La sclerotica è la più esterna, la più grossa e la più resistente delle membrane del globo dell’occhio e serve anche a dare attacco a tutti i muscoli motori dell’occhio. Sul davanti in corrispondenza dell’iride è sostituita da altra membrana trasparente detta cornea, e all’indietro è forata pel passaggio del nervo ottico. La sclerotica, che gli antichi dicevano cornea opaca, è bianco-azzurra nei bambini, ma ingiallisce coll’età. Nell’interno è notevole il suo colore scuro, meno accentuato verso la cornea o porzione trasparente che completa all’esterno l’involucro del globo dell’occhio.
La cornea ha l’aspetto di un segmento di sfera colla parte convessa volta all’esterno. È di un tessuto fibroso perfettamente trasparente nell’adulto, ma che nei vecchi diventa opaco e forma un anello bianco al confine della sclerotica, detto cerchio o anello senile. Aderente internamente alla sclerotica segue la membrana coroidea, perforata pure alla parte anteriore per l’inserzione dell’iride, in corrispondenza della cornea, e posteriormente per dar passaggio al nervo ottico. L’orificio anteriore della coroidea è fornito di un legamento o corpo cigliare che abbraccia il cristallino a guisa di calice e serve colle proprie contrazioni a modificarne il grado di sfericità.
Internamente la coroidea si presenta quasi nera per una pigmentazione che varia nelle diverse età: più scura nei bambini, color tabacco dai 30 ai 40 anni, e bruno chiara nei vecchi.
L’iride, continuazione esterna della coroidea, è un sepimento membranoso, circolare, contrattile, forato nel centro dall’apertura che dicesi pupilla. Presenta una colorazione di consueto corrispondente con quella dei capelli e delle sopracciglie, cioè bruna ed oscura nei negri, bruna negli individui dai capelli neri o castagni oscuri, cilestre nei biondi e rossa negli albini. I suoi movimenti di contrazione, che allargano o restringono la pupilla, sono dovuti a fibre raggiate, distese quando la pupilla è ristretta (fig. 10), ripiegate in due o tre punti, che formano due o tre cerchi di increspature, quando la pupilla è allargata (fig. 11).
Fig. 10. | Fig. 11. |
L’iride per questa sua mobilità funziona come i diaframmi negli strumenti ottici, servendo oltre che a moderare la quantità di luce che entra nell’occhio, anche a correggere le aberrazioni di sfericità coll’impedire che i raggi luminosi attraversino i lembi del cristallino.

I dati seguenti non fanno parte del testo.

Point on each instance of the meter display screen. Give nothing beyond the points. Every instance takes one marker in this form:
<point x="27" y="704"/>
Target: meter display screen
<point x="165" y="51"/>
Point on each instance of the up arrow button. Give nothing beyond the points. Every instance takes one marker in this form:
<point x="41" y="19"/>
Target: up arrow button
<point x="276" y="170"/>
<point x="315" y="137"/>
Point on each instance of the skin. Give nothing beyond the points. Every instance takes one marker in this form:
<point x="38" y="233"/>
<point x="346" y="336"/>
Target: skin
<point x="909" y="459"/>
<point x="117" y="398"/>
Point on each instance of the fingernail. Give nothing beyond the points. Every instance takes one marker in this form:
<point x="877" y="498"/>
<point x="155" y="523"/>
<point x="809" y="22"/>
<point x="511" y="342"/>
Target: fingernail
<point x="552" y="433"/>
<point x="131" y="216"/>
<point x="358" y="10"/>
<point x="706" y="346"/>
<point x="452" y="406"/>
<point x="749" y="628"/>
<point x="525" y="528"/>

La retina è la terza tonaca interna del globo dell’occhio. Essa è formata da un’espansione del nervo ottico, che non si estende però oltre una certa zona della superfice interna della membrana coroidea, assumendo così la forma di un segmento di sfera dai margini frastagliati, e colla parte concava volta verso la pupilla. Su questa superfice che ricopre il corpo vitreo, pure restando indipendente, si stende quel meraviglioso strato di nervi che ha il privilegio di farci conoscere la forma, il colore, il volume, la posizione, lo stato di moto o di quiete di tutti i corpi che sono attorno di noi. È una lamella sottilissima, delicata e trasparente: composta di una quantità innumerevole di piccoli cilindri sei o sette volte più larghi che lunghi, tutti paralleli e diretti verticalmente, detti bastoncini, e fra essi qua e là seminati altri corpi meno lunghi e d’aspetto piriforme, detti coni, che non differiscono dai bastoncini che per la forma e la dimensione.
Questi bastoncini e coni sono più numerosi in un punto assai prossimo al nervo ottico, dove scorgesi una macchia gialla ovale diretta trasversalmente, riconosciuta come la regione più sensibile della retina e per essere alquanto depressa detta fovea centralis.
Sulla retina si nota ancora il punto d’inserzione del nervo ottico perchè privo di sensibilità pei raggi luminosi e perciò detto punto cieco od anche punto di Mariotte, dal fisico che sperimentalmente dimostrò l’esistenza dell’insensibilità di questa piccola plaga della retina. Segnando infatti due punti neri distanti pochi centimetri l’uno dall’altro (fig. 12) Fig. 12. sopra di un foglio di carta bianca, se si guardano dapprima molto davvicino coll’occhio sinistro chiuso e il destro che fissi il punto a sinistra, il che si può fare senza che sia impedito di vedere anche l’altro punto, allontanandosi allora gradatamente dal foglio si trova una posizione nella quale l’uno dei punti scompare completamente; e questo avviene nel momento in cui l’immagine formatasi entro l’occhio tocca l’inserzione del nervo ottico nella retina.
Nell’interno del globo dell’occhio le tre capsule contenenti i liquidi, o mezzi rifrangenti dell’occhio, si succedono coll’ordine progressivo del volume liquido: l’umore acqueo che occupa le due camere dell’occhio segnate in a della fig. 13, il cristallino b e l’umore vitreo c.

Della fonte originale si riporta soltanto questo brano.